Franklin starts his new narration by again explaining the start of the Pennsylvania public library. He discusses in detail how the people of Pennsylvania become subscribers to the library and make reading the fashion of the day. As a result, they improve their minds and become more educated. The young tradesmen are particularly interested in joining the library, for they have no better diversion than reading, Franklin forms the library with the help of Charles Brockden, the scrivener. They create an article of principles to spell out the terms of the library. Later, another charter is drawn to give it perpetuity. Finding subscribers in the beginning is not an easy task, and Franklin tries a variety of approaches before he is successful.
The library helps Franklin further his personal knowledge. Every day, he dedicates two hours for study, allowing himself no other entertainment than reading. At the same time, he continues working very hard in his business. He follows his father's advice that he who works hard will perhaps have the honor of standing before kings, which of course, comes true in his case. He has the opportunity to stand in front of five kings and the honor of sitting with one.
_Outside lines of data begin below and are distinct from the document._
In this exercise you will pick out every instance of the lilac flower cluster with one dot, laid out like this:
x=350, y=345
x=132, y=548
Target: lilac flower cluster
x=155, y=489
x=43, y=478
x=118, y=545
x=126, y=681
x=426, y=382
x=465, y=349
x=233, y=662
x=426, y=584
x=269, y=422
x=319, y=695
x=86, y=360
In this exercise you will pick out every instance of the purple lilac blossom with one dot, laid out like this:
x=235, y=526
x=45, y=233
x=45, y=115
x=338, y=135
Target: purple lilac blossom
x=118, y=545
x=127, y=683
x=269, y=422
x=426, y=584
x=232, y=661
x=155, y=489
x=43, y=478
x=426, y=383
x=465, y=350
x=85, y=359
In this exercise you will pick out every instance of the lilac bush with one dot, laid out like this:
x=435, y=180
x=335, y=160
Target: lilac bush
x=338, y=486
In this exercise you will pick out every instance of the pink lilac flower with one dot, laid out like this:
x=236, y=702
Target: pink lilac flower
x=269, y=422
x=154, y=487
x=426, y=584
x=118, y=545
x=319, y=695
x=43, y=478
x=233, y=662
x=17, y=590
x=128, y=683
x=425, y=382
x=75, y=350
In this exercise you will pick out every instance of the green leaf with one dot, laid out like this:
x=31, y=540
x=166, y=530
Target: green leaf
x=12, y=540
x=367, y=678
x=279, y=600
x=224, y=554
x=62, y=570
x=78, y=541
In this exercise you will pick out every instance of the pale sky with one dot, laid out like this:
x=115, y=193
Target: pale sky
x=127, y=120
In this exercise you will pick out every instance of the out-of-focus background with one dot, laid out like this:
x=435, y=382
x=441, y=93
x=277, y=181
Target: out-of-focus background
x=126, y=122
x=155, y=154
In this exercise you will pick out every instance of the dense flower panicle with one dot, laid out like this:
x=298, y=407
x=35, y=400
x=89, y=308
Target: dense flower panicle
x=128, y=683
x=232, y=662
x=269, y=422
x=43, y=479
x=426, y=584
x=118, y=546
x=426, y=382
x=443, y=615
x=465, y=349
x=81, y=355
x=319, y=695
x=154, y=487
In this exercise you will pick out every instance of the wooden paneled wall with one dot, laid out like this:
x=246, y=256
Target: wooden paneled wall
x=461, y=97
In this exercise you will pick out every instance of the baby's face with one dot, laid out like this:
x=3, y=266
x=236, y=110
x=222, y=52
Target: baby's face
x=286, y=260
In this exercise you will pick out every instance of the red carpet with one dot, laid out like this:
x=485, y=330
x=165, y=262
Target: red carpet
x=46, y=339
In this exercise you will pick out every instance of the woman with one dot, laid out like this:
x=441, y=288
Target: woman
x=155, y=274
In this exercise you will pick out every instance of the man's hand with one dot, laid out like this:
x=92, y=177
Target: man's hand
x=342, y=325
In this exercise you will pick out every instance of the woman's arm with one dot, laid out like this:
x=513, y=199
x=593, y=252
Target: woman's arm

Franklin gives credit for his success to his wife Deborah, who serves Franklin as a sincere helpmate. She works along with him in his business by doing small, but essential jobs like folding and stitching pamphlets, tending shop, and buying old linen rags. Like her husband, she believes in a life of simplicity. She has no servants, chooses inexpensive furniture, and sets a plain and simple table. For a long time, she serves Franklin his bread and milk in an earthen bowl with a pewter spoon. Later, she buys him a china bowl and a silver spoon for the simple reason that she feels he deserves them.
This section reveals Franklin's commitment towards the society in which he lives, towards his own personal growth, and towards his wife. He feels that he has prospered due to the society around him, and he willingly devotes his time and energy for its betterment. He introduces the library system for the public good, knowing that reading would generally enable a person to enlarge his scope of vision and understanding. He admits that at first people were suspicious about having to pay subscriptions to join the library, but through his typical hard work and persistence, he made the library a success.
Franklin uses the library he has created to better himself. Although he is committed to his work, he also commits himself to reading and studying two hours each day. He faithfully goes to the library to accomplish this goal. Franklin is also committed to his wife Deborah, who he sees as his helpmate. He influences her in her simple lifestyle and allows her to be a part of his business. His commitment to her pays big rewards, for she obviously cares deeply about her husband.